In fact, the numbers presented in the Harvard study support the contention that among the nations studied, those with more gun control tend toward higher death rates.

http://www.breitbart.com/Big-Government/2013/08/27/Harvard-Study-Shows-No-Correlation-Between-Strict-Gun-Control-And-Less-Crime-Violence

Zippyjuan
08-28-2013, 07:05 PM
Only considered murder and suicide- not violent crime in general. Concluded that such people would find something else to kill with. However in the case of mass killings, having a gun would make it easier to kill more people than trying to use say a knife instead. The conclusion:

http://www.law.harvard.edu/students/orgs/jlpp/Vol30_No2_KatesMauseronline.pdf


This Article has reviewed a significant amount of evidence
from a wide variety of international sources. Each individual
portion of evidence is subject to cavil—at the very least the
general objection that the persuasiveness of social scientific
evidence cannot remotely approach the persuasiveness of
conclusions in the physical sciences. Nevertheless, the burden
of proof rests on the proponents of the more guns equal
more death and fewer guns equal less death mantra, especially
since they argue public policy ought to be based on
that mantra.149 To bear that burden would at the very least
require showing that a large number of nations with more
guns have more death and that nations that have imposed
stringent gun controls have achieved substantial reductions
in criminal violence (or suicide).
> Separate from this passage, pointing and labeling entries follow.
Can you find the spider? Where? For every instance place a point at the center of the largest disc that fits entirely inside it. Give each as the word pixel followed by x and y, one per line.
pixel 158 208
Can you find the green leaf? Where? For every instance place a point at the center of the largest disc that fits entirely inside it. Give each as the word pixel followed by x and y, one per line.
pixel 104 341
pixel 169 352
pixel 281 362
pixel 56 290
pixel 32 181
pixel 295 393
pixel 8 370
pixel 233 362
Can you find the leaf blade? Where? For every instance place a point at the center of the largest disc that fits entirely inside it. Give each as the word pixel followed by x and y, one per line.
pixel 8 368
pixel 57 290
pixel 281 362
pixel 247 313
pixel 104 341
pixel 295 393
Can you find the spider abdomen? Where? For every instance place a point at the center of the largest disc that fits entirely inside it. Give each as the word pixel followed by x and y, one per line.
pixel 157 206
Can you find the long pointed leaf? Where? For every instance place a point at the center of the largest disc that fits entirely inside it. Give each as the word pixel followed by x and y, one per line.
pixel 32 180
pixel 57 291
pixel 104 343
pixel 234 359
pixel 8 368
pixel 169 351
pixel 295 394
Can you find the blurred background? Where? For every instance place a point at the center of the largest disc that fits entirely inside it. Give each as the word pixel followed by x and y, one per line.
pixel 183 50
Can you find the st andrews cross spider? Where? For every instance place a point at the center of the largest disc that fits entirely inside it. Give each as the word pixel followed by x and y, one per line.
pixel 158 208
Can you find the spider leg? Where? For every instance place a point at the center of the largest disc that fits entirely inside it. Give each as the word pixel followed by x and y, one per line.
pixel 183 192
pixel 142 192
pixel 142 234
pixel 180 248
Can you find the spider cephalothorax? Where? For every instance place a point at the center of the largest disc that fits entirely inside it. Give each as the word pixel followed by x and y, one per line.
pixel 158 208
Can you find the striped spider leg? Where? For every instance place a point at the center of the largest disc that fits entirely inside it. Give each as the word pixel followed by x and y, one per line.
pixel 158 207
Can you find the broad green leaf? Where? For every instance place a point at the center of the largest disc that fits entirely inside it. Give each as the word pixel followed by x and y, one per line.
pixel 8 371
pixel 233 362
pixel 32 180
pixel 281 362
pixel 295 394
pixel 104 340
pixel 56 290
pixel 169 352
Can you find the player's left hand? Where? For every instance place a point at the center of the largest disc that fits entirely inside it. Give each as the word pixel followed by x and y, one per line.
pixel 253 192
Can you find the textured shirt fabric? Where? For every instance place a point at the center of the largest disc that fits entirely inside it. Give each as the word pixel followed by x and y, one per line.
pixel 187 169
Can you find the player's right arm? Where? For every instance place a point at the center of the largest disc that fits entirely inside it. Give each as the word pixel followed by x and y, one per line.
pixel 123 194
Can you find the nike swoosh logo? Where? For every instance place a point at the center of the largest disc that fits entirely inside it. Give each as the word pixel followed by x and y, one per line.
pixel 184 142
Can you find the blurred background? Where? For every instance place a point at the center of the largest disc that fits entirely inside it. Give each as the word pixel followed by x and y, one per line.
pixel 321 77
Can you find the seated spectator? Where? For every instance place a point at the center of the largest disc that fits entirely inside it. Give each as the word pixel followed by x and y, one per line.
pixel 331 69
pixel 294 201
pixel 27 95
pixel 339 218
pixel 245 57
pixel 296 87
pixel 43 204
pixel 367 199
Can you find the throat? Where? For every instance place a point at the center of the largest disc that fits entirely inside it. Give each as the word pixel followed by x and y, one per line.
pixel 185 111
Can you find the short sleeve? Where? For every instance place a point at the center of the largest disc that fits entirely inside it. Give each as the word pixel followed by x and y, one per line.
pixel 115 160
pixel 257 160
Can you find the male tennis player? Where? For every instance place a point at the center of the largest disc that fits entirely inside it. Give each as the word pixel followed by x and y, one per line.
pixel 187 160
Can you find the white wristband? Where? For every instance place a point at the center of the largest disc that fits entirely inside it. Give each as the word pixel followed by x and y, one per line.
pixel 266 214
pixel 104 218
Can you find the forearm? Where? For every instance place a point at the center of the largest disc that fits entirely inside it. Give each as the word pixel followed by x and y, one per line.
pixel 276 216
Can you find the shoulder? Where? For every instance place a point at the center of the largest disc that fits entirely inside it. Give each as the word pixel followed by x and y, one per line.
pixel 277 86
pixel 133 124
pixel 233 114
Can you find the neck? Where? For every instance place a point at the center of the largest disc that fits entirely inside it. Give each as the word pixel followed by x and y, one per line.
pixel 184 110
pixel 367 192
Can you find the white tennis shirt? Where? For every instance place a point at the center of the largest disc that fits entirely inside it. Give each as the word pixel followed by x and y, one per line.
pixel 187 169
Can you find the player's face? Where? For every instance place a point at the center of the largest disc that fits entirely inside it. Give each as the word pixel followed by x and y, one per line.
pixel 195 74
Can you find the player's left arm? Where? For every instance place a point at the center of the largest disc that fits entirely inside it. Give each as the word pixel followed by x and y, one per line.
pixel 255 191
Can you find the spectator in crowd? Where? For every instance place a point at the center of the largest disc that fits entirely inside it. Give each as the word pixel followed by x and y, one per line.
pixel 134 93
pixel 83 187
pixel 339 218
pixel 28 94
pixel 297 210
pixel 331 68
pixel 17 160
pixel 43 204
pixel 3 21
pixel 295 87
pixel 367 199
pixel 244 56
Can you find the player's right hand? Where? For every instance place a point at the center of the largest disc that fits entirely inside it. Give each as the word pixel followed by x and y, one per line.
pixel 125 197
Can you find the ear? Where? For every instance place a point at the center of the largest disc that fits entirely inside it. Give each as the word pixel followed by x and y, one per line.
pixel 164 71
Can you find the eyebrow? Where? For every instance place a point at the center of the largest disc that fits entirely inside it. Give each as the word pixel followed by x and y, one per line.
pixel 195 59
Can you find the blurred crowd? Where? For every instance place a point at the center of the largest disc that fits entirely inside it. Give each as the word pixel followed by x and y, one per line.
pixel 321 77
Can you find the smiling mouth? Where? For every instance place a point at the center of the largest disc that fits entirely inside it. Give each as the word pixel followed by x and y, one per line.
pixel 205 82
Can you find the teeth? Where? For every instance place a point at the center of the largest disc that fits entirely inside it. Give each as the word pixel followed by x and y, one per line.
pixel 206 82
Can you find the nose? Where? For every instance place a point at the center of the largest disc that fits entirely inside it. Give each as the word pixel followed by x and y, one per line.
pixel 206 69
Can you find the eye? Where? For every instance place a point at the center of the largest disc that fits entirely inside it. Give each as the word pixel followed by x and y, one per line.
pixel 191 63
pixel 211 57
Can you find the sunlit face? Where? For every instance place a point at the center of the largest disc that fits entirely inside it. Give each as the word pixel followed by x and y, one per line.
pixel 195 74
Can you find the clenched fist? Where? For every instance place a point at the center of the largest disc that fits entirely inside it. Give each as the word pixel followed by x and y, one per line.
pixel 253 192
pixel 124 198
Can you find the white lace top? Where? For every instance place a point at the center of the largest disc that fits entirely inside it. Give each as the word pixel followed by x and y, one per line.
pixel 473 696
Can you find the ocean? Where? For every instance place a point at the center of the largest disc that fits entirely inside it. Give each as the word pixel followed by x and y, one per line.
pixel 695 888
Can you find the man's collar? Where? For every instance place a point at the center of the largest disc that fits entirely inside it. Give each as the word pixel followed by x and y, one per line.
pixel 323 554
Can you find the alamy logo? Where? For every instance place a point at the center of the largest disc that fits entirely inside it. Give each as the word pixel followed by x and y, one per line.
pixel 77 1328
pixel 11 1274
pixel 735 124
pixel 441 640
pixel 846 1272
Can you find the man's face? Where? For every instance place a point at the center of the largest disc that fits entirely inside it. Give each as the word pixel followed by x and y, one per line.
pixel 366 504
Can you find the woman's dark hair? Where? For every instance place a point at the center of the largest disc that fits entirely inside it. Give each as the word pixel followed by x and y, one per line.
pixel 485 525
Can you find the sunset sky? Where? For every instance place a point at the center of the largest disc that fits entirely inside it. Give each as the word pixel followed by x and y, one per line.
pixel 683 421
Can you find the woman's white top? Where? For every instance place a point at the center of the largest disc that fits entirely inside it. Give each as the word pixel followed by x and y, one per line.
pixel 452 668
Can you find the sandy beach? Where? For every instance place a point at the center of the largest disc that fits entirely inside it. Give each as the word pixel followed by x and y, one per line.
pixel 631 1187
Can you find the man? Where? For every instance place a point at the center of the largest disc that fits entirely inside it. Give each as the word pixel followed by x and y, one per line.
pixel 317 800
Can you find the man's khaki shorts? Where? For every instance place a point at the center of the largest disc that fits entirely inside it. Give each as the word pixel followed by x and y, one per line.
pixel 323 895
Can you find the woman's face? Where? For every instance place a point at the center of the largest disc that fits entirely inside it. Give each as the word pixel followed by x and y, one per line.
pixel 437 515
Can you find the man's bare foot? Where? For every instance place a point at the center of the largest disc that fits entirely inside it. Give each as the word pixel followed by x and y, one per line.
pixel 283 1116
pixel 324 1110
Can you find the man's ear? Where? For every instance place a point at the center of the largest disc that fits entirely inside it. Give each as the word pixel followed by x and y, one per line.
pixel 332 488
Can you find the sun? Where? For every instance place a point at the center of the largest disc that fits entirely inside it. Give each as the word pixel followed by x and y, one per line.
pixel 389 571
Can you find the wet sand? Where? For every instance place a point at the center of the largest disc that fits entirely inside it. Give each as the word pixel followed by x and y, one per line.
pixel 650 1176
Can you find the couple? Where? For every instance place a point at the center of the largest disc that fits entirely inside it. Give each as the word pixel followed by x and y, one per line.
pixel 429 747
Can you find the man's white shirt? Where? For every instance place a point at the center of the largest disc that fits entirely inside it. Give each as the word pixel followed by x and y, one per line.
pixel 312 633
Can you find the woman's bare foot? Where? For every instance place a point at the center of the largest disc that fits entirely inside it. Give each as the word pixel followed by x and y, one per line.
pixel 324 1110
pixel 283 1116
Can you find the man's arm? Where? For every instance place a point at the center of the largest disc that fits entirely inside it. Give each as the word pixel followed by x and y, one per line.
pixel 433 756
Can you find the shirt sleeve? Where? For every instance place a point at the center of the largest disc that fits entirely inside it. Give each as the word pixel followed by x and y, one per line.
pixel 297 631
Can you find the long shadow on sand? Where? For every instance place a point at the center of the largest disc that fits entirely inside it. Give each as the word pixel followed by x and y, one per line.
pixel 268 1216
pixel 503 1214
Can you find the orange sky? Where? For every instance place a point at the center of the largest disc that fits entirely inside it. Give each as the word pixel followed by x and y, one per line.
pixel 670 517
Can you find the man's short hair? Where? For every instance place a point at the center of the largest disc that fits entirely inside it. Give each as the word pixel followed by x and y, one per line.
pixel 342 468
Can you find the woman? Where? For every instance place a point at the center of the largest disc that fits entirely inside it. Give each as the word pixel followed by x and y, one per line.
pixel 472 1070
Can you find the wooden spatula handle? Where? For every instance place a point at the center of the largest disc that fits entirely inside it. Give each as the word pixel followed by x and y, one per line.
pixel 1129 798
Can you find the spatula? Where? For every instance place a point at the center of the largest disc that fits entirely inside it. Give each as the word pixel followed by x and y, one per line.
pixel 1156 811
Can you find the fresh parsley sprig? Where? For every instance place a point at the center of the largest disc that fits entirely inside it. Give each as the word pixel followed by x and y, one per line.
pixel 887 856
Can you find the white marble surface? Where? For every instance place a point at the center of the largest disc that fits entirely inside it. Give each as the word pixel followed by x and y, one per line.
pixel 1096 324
But those correlations are
not observed when a large number of nations are compared
across the world.

tangent4ronpaul
08-28-2013, 07:17 PM
And this study came out of Harvard??? They are usually one of the main cheerleaders pushing junk science gun control research, them and the CDC.

I remember one study where they were looking at the effects of gun control in Jamaica were guns were completely banned. The mudrer rate, violent crime rate and rape rate all went up. The weapon of choice switched to the machete.

-t

AFPVet
08-28-2013, 07:24 PM
Only considered murder and suicide- not violent crime in general. Concluded that such people would find something else to kill with. However in the case of mass killings, having a gun would make it easier to kill more people than trying to use say a knife instead. The conclusion:

http://www.law.harvard.edu/students/orgs/jlpp/Vol30_No2_KatesMauseronline.pdf

I wouldn't be too quick to judge. People use weapons capable of expending the same KE (kinetic energy) as a tank cannon everyday—their personal vehicles. Such vehicles can enact carnage on a mass scale if people wished. Firearms would pale in comparison to a nut job with a "Carmageddon" vehicle.

better-dead-than-fed
08-28-2013, 08:01 PM
However in the case of mass killings, having a gun would make it easier to kill more people than trying to use say a knife instead.

Assuming a gun-less mass killer would use a knife instead of this:

http://cryptome.org/0001/tm-31-210.htm

but that assumption would seem unfounded.

You also have to look at the invitation which a disarmed public presents for government employees to commit mass killings (e.g. gas chamber).